Photo by Angela Lewis/Times Free Press.

SATURDAY, AUG. 9

Guided Hikes

¦ Unicoi Turnpike Trail at Coker Creek (2.5 miles, easy). Walk through history on the oldest known travel path in the country. The route was part of the Trail of Tears during the removal of the Cherokee people in the 1800s, then the first toll road in America.

¦ Brookshire Creek at Upper Bald River Wilderness Study Area (5 miles, easy). Hike along the crystal clear Bald River about 2.4 miles to an as yet unnamed 15-foot waterfall. When the Tennessee Wilderness Act is passed, the Upper Bald River WSA will be the first new wilderness created in Tennessee since 1986. It will protect the entire Bald River watershed.

¦ Sycamore Creek at Benton MacKaye Trail (4 miles, easy). Hike with local historian Pam Hall Matthews with stops along the way to admire the cascades of Sycamore Creek. She will talk about local legend and lore, and then the group will pay a visit to the Charles Hall museum for a tour by its namesake.

¦ Family Fun Hike for Big and Little Kids Alike (easy). Experience nature using all your senses and discover the great outdoors with naturalist Ben Prater of Wild South and his sons (ages 3 and 5) on a fun-filled adventure in the forest.

Interpretive Hikes:

¦ Mosses, Liverworts, and Hornworts (moderate/strenuous). Discover the miniature plants that blanket the forest floor, rocks and trees. Learn to recognize these three prolific groups and different species of each.

¦ Old Growth Forest at Falls Branch Falls/Jeffrey Hell trails. Hike leader Hugh Irwin of The Wilderness Society will take participants down the path of forest history while exploring the remaining old-growth trees of the Citico Creek Wilderness; talking about the logging history and the devastating fire that ended this chapter and scars on the landscape that are still apparent today.

¦ Stewardship Trip, Brushing Jeffrey's Hell (4 miles, moderate/strenuous). This stewardship day led by Southern Appalachian Wilderness Stewards will involve brushing annual vegetation growth from the trail corridor along the first two miles of the Jeffrey Hell Trail. Tools, safety instruction and personal protective equipment will be provided.

OTHER EVENTS

¦ Standup Paddleboarding 101 at Indian Boundary Lake. Learn the basics of Standup Paddleboarding with a skilled instructor from Rock/Creek, Chattanooga. Participants will learn how to get up on the board, stay up on the board and do some basic maneuvers on Indian Boundary Lake. All equipment and instruction are furnished.

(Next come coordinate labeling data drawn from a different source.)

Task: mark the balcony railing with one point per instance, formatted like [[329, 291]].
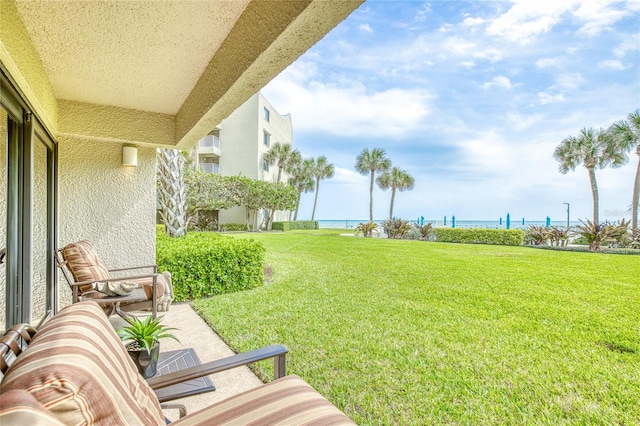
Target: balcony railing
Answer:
[[210, 168], [210, 141], [209, 145]]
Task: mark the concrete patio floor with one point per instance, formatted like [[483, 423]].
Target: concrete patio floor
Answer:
[[193, 332]]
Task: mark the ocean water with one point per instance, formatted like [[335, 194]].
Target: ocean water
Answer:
[[495, 224]]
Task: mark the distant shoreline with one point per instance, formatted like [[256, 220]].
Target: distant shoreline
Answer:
[[495, 224]]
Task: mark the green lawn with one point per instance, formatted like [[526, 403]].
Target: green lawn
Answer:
[[410, 332]]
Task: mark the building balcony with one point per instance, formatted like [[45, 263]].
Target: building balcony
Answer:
[[210, 168], [209, 145]]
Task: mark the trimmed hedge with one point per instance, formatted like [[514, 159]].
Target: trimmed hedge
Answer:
[[298, 224], [505, 237], [206, 263], [233, 227]]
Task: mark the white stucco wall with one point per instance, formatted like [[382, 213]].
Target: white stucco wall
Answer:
[[111, 205], [242, 146]]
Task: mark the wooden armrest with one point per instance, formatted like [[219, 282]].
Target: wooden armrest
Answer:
[[278, 352], [155, 268], [132, 277]]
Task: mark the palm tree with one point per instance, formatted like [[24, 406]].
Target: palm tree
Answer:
[[396, 179], [590, 148], [302, 180], [322, 169], [172, 192], [281, 155], [370, 162], [626, 134]]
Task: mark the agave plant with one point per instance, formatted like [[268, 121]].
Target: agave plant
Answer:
[[425, 230], [396, 228], [559, 236], [597, 234], [366, 229], [635, 239], [537, 235], [144, 333]]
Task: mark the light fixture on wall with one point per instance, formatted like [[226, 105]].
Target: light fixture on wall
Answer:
[[129, 155]]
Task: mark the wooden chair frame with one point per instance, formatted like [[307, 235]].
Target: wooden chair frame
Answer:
[[119, 304]]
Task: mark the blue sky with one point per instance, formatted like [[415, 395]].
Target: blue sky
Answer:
[[471, 98]]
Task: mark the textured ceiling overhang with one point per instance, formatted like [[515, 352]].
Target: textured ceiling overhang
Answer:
[[162, 73]]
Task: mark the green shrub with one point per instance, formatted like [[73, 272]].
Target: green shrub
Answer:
[[396, 228], [234, 227], [366, 229], [206, 264], [293, 225], [504, 237]]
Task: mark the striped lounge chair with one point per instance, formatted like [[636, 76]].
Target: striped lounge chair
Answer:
[[76, 370]]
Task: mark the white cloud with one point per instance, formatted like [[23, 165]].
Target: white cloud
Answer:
[[527, 19], [625, 47], [598, 16], [345, 176], [611, 64], [548, 98], [346, 107], [569, 81], [423, 12], [473, 22], [366, 28], [547, 62], [519, 122], [498, 81]]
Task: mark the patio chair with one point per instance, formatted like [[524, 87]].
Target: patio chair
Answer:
[[81, 266]]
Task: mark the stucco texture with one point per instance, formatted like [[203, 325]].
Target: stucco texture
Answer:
[[111, 205]]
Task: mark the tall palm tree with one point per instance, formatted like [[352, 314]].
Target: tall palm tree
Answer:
[[322, 169], [396, 179], [302, 179], [280, 155], [370, 162], [172, 192], [626, 134], [591, 149]]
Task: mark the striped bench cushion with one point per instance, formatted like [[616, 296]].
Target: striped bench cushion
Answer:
[[78, 369], [19, 407], [286, 401], [84, 263]]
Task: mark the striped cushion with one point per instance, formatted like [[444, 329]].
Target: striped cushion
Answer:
[[19, 407], [84, 263], [287, 401], [77, 367]]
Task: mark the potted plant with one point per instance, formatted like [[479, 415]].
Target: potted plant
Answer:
[[143, 337]]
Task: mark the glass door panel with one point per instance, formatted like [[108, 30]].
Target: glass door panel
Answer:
[[3, 215], [39, 287]]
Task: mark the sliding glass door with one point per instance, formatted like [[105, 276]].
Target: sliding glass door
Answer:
[[28, 160]]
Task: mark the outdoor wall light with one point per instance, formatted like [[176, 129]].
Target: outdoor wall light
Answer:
[[129, 155]]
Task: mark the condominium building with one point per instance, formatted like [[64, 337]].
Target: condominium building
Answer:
[[237, 147]]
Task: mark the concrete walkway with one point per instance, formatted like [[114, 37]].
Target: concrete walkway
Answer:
[[193, 332]]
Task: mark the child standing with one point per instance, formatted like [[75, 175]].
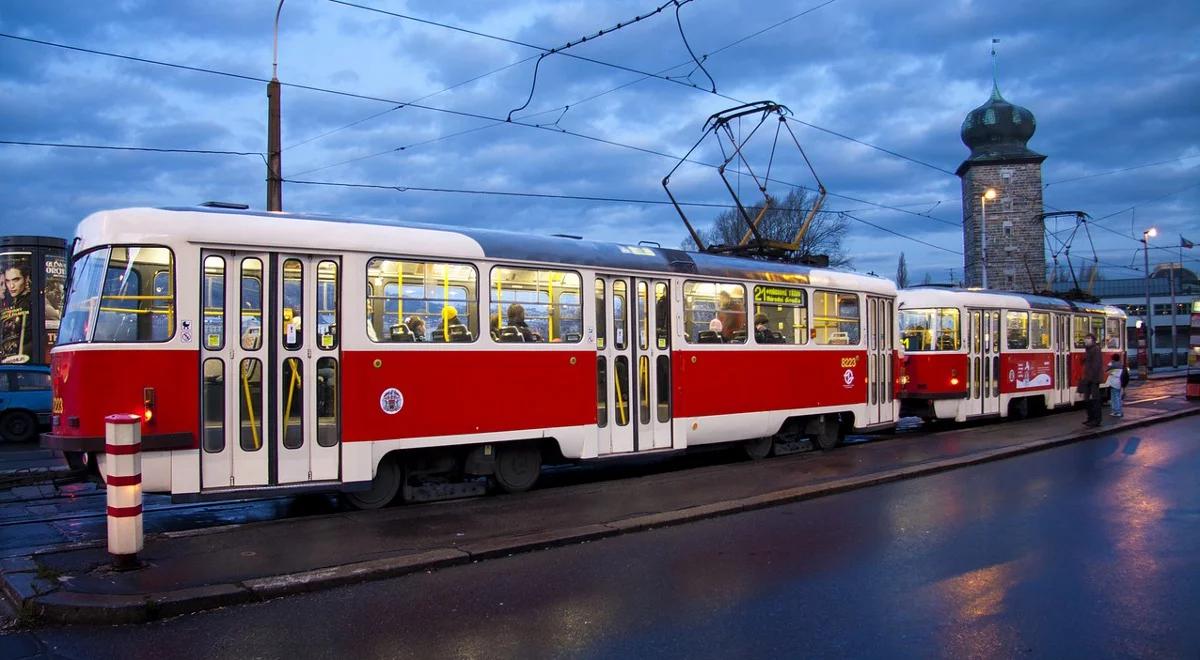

¦ Tellico Plains Trail Town Designation ceremony. Starts at 5:30 p.m. in the Outpost Pavilion Tent, Cherohala Skyway, Tellico Plains.

SUNDAY, AUG. 10

Guided Hikes

¦ Bald River Gorge (9 miles, moderate). One of the most scenic trails in the area was once a railroad track for trains to haul huge logs down to Tellico Plains during the early logging days. Now the gorge is a protected wilderness with wondrous trees that have regrown since the last logging 100 years ago.

¦ Mill Branch/Fodderstack/Crowder Branch Loop (7 miles, strenuous). This hike shows off two beautiful valleys of the Citico Creek Wilderness high-ridge walk of over a mile, a cross-section of Southern Appalachian wilderness.

¦ Simply Better Pictures - Tips, Tricks and Techniques (easy). No need for fancy equipment! This guided hike offers simple tips and techniques for taking better pictures with a point-and-shoot or smartphone.

OTHER EVENTS

¦ Standup Paddleboarding 101 at Indian Boundary Lake. Learn the basics of Standup Paddleboarding with a skilled instructor from Rock/Creek, Chattanooga. Participants will learn how to get up on the board, stay up on the board and do some basic maneuvers on Indian Boundary Lake. All equipment and instruction are furnished.

¦ Snorkel Citico Creek. Citico Creek, one of the most biologically rich temperate creeks in the United States, contains more species of fish than the entire Colorado River watershed. Participants will explore the chilly water with wetsuit, snorkel and mask provided by the Forest Service. Expert guides will point out species of fish, turtles, amphibians and other critters that live in mountain rivers and creeks.